I’m working on a follow-up for Tuesday’s paper, but I’d like to get the following responses out now from Oklahoma City/County Health Department and ABLE.
First, OCCHD says they had the large contingent of inspectors because they were on their way to doing sweeps in south OKC. As to why so many had to surround the trucks, I’m told most of the inspectors were “on hold” but were not involved in the action.
As for ABLE, they correctly point out that while I detailed involvement by COOP Ale and Ludivine in the story Friday, I did not get such detail into the story on the raid.
So here’s a comment from ABLE:
“Based on our discussions with ABLE agents who were present on Friday evening, three ABLE agents were conducting a joint operation with the OKC Police Department and the OKC Fire Marshal involving a mixed beverage licensee, Ludivine, and a beer brewer, Coop Ale Works, who were selling or serving alcoholic beverages in the same area. Despite suggestions to the contrary, the ABLE Commission was not involved in shutting down food vendors or any other activity unrelated to alcoholic beverages. After reading Saturday’s article in the Daily Oklahoman, some readers may have been left with a contrary impression, since neither Ludivine, Coop Ale Works, nor alcoholic beverages were mentioned in Saturday’s article.

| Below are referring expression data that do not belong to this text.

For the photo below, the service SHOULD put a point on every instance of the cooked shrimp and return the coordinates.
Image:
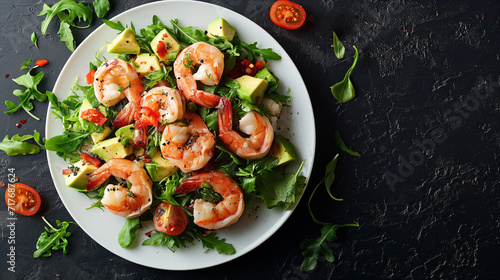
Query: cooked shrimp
(190, 146)
(119, 199)
(211, 65)
(210, 215)
(114, 80)
(252, 123)
(162, 104)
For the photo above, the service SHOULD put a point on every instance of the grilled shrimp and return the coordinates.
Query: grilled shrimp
(211, 65)
(189, 146)
(119, 199)
(252, 123)
(114, 80)
(210, 215)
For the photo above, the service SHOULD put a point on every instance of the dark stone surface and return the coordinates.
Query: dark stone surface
(427, 111)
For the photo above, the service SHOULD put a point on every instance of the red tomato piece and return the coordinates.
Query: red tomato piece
(287, 14)
(41, 62)
(170, 219)
(94, 116)
(89, 78)
(22, 199)
(90, 159)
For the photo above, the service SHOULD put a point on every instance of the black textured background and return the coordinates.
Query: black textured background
(427, 111)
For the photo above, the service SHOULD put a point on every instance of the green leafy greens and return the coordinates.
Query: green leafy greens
(30, 93)
(314, 247)
(52, 239)
(343, 91)
(67, 11)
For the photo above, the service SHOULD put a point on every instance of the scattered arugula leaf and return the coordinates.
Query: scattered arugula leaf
(338, 47)
(52, 239)
(34, 39)
(341, 144)
(343, 91)
(314, 247)
(127, 234)
(67, 11)
(17, 146)
(25, 97)
(101, 7)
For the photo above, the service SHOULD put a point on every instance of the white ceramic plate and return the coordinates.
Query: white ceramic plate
(257, 223)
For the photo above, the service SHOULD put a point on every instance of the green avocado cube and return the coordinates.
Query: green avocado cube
(219, 27)
(160, 168)
(125, 43)
(112, 148)
(251, 89)
(78, 179)
(146, 63)
(164, 44)
(283, 150)
(267, 76)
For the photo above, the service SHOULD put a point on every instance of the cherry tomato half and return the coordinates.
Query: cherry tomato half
(170, 219)
(22, 199)
(94, 116)
(287, 14)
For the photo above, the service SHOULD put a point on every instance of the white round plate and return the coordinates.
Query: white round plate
(257, 223)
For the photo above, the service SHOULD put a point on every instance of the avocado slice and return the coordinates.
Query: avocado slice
(219, 27)
(160, 168)
(146, 63)
(164, 44)
(99, 136)
(78, 179)
(251, 89)
(283, 150)
(124, 43)
(266, 75)
(112, 148)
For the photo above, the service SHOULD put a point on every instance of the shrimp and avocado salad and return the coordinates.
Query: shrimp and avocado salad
(179, 126)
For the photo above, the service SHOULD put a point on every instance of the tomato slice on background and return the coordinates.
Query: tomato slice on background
(287, 14)
(170, 219)
(22, 199)
(94, 116)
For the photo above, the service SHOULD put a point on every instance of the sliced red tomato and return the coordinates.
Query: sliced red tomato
(170, 219)
(41, 62)
(90, 159)
(287, 14)
(94, 116)
(89, 78)
(22, 199)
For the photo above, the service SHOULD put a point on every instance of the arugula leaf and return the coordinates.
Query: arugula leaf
(279, 189)
(126, 236)
(67, 11)
(330, 176)
(52, 239)
(34, 39)
(341, 144)
(338, 48)
(314, 247)
(343, 91)
(17, 146)
(211, 241)
(31, 92)
(101, 7)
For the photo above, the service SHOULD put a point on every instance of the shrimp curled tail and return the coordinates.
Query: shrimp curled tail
(114, 80)
(211, 66)
(119, 199)
(257, 126)
(207, 214)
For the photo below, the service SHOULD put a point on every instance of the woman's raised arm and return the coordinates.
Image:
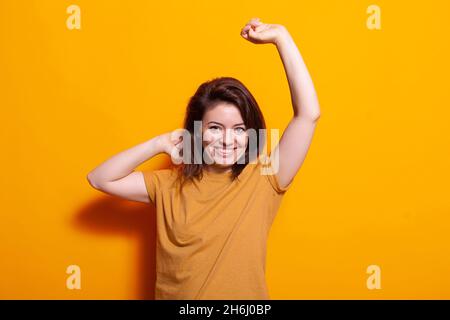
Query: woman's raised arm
(297, 137)
(116, 176)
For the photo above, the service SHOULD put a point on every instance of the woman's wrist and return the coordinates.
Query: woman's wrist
(283, 37)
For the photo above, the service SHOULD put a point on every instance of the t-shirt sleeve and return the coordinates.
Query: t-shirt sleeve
(157, 182)
(151, 183)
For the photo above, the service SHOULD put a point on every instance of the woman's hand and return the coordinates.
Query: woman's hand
(172, 144)
(257, 32)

The ABLE Commission routinely performs joint enforcement efforts with local police departments and fire marshals in an effort to ensure compliance with public safety laws, but we generally do not regulate activities or events unless alcoholic beverages are involved. While a small minority of Oklahomans would prefer abolishing our state’s liquor laws in their entirety, most Oklahoma families recognize the value of these law enforcement efforts, especially when it comes to reducing youth access and drunk driving fatalities.”